Most children with autism don’t understand what is expected of them, which often leaves them confused. Praising and reinforcing prosocial behavior can shape your child’s behavior and develop their social skills. 

Here are a few positive reinforcement tips to keep in mind:

  • Find an effective reinforcer – A reinforcer that works for your child could be something tangible, edible, visual, an activity, or even physical stimuli.
  • Drive the reinforcement after the desired social behavior – Do this within the shortest time - possibly in 5 seconds. 
  • Use different reinforcers – This is important in keeping things interesting and encouraging your child to improve. Keep note of what your child responds positively to.
  • Be ready to change as needed – If a particular reinforcement is no longer effective, don’t hesitate to switch it up.
  • Slow down on reinforcers – You can reduce the number of times you use the reinforcers when your child achieves the desired results. The goal is to get to a point where your child can comfortably make friends, and you no longer have to use reinforcers. 
  • Be patient – Change takes time, so you should practice patience in guiding your child.

You also need to capitalize on your child’s strengths. Children with autism have areas of interest that are specific to them. Focusing on this can help them further develop their social skills which will be helpful in making friends. 

Use local resources

Another great way to help your child make friends is to enroll them in your local playgroups or after-school activities. Of course, you have to choose activities that interest them. This could be computer coding clubs, chess, or astronomy. Structured activities, such as scouts, girl guides, and martial arts, can be beneficial for children with autism as well.

Read body language and facial expressions 

Get some picture cards displaying different body languages and facial expressions and explain to your child what they mean. Once your child masters the different emotions, make a video of someone acting out the different emotions and explain them again.
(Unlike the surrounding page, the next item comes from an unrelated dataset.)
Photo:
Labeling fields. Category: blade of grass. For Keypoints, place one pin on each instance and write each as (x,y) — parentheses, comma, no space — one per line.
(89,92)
Understanding the emotions can help your child decipher non-verbal cues and know when their friends are angry, sad, frustrated, or happy. 

Build a connection through common interests

Having shared interests or passions is a great way to bond. When children with autism have common interests with other children, either with or without autism, they find it easier to relate to them. The sources of interest could be art, love for sports, passion for biking, and others. 

You can find children who have similar interests as your child by talking to parents of children with autism at your child’s school or your local support group or autism association. 

It takes time to make a friend 

Your child with autism may struggle to make friends, but with encouragement and support from you and their support system, they can gain confidence and navigate the social landscape. You should never give up. Children with autism are usually keen on making friends, but they need time to find the right ones. 

Stay positive, be patient, and continue looking for opportunities where your child can find children with similar interests. Your child will be happy when they finally find a friend they can play with. 

Final words

Children with autism need to be supported in every way. One way is helping them make friends, as autism is known to impair social skills and affect positive peer relationships. With the right intervention measures and patience, it’s possible to support your child in making friends. Be consistent with the lessons you reinforce at home, and you’ll eventually see improvement.